Potter 5 Critiques Power
by Ari Armstrong, January 14, 2004
"'Now you mention it,' said Hermione happily, 'd'you know... I think I'm feeling a bit... rebellious'."
I finished reading the fifth Harry Potter book, Order of the Phoenix, feeling a bit melancholy. For now I shall have to wait for years before J.K. Rowling finishes the series. I hadn't begun until the fifth book was published.
Phoenix carries on several themes advanced in the fourth book -- the irresponsibility of the press; bigotry against elves, Muggles, and other rational beings; the struggles of romance -- but the most important theme is the abuse of government power and how to cope with it. Lord Voldemort remains the ultimate villain throughout the series, but in the fifth book the main antagonist is a representative of the Ministry of Magic, Dolores Umbridge.

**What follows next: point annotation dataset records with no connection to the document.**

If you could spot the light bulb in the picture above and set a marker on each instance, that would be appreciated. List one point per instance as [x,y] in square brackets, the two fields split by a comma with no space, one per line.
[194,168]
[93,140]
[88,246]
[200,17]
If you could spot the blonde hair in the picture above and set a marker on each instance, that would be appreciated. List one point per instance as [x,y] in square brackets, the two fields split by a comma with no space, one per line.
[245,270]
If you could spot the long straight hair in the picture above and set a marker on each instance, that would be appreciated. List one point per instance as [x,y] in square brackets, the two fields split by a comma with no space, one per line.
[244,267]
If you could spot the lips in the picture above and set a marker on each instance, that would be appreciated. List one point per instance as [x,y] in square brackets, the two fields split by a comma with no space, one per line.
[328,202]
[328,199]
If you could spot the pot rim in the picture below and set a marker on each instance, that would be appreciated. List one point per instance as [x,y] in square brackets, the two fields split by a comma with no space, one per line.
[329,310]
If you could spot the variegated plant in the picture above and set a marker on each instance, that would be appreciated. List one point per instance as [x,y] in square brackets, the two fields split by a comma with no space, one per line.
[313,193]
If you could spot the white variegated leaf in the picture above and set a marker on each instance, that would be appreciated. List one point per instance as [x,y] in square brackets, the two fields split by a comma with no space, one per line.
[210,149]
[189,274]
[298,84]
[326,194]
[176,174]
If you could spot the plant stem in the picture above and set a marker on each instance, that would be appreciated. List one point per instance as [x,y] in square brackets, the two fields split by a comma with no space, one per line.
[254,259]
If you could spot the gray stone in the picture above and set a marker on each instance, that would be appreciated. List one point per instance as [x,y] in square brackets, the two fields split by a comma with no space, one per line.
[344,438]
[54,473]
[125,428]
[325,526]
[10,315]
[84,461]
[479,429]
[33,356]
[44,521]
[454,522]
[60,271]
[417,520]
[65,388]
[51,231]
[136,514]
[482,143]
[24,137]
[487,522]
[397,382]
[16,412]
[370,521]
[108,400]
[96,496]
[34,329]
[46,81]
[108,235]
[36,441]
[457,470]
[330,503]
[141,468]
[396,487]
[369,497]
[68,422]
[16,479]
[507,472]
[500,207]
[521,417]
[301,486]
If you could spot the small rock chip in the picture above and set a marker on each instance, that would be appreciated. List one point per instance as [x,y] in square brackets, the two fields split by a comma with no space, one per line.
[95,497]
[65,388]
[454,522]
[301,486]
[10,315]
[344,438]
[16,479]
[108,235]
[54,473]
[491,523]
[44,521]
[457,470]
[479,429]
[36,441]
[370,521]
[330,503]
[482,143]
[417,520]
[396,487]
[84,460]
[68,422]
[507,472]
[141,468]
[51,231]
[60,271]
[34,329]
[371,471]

The bureaucrats at the Ministry generally are too concerned with avoiding embarrassment and maintaining power to take action against Voldemort or even recognize the threat he poses. Instead, the Ministry bothers with trifles, forms alliances with dark forces, institutionalizes bigotry, and persecutes those who would stand up to Voldemort. Worse for the students of Hogwarts, Umbridge is forced upon the school by the Ministry as the new professor for Defense Against the Dark Arts.
"Wands away," Umbridge continually reminds the class. Umbridge promises her class a "Ministry-approved course," and "it is the view of the Ministry that a theoretical knowledge" -- that is, a knowledge cut off from practical application -- "will be more than sufficient to get you through your examination, which is, after all, what school is all about." Umbridge assures the students they'll be able to "perform the spells under carefully controlled examination conditions."
Though Umbridge eventually forbids non-approved student groups, Harry Potter and his friends take matters into their own hands. They know learning self-defense is too important a task to be stifled by petty bureaucrats.
Dumbledore, the school's headmaster, works within the system of capricious rules, using them to his advantage as much as possible, until doing so simply becomes impossible. Finally Dumbledore takes the fall to protect his students. Cornelius Fudge, the bungling Minister of Magic, informs Dumbledore, "You will now be escorted back to the Ministry, where you will be formally charged and then sent to Azkaban [prison] to await trial!" Dumbledore's reply is the best line of the book -- indeed of the series -- which is why I can't quote it in a review. It is a riveting scene.
Of course, Umbridge is appointed by the Ministry as the new headmaster. She finds that neither the other teachers nor the students take well to her authority.
Through it all, Harry Potter is growing up. He fails miserably at a date. He discovers some disturbing information about his father and god-father. He also has to deal with his own temper and rashness.
The theme of honesty is developed in the background in some interesting ways. Rowling takes the position that honesty is a moral virtue in the context of normal healthy relationships. But a clever lie to a villain can save the day. That is, one has no moral responsibility to tell the truth to those who would use such knowledge for evil purposes.
If education today is often a bureaucratic disaster, and if some teachers behave rather like Umbridge, Rowling offers complex fiction to entertain, yes, but also to instruct young readers about life, morality, and literature. The real-life order of the phoenix consists of rebels like Rowling who light the fires of independence and strong character in the next generation.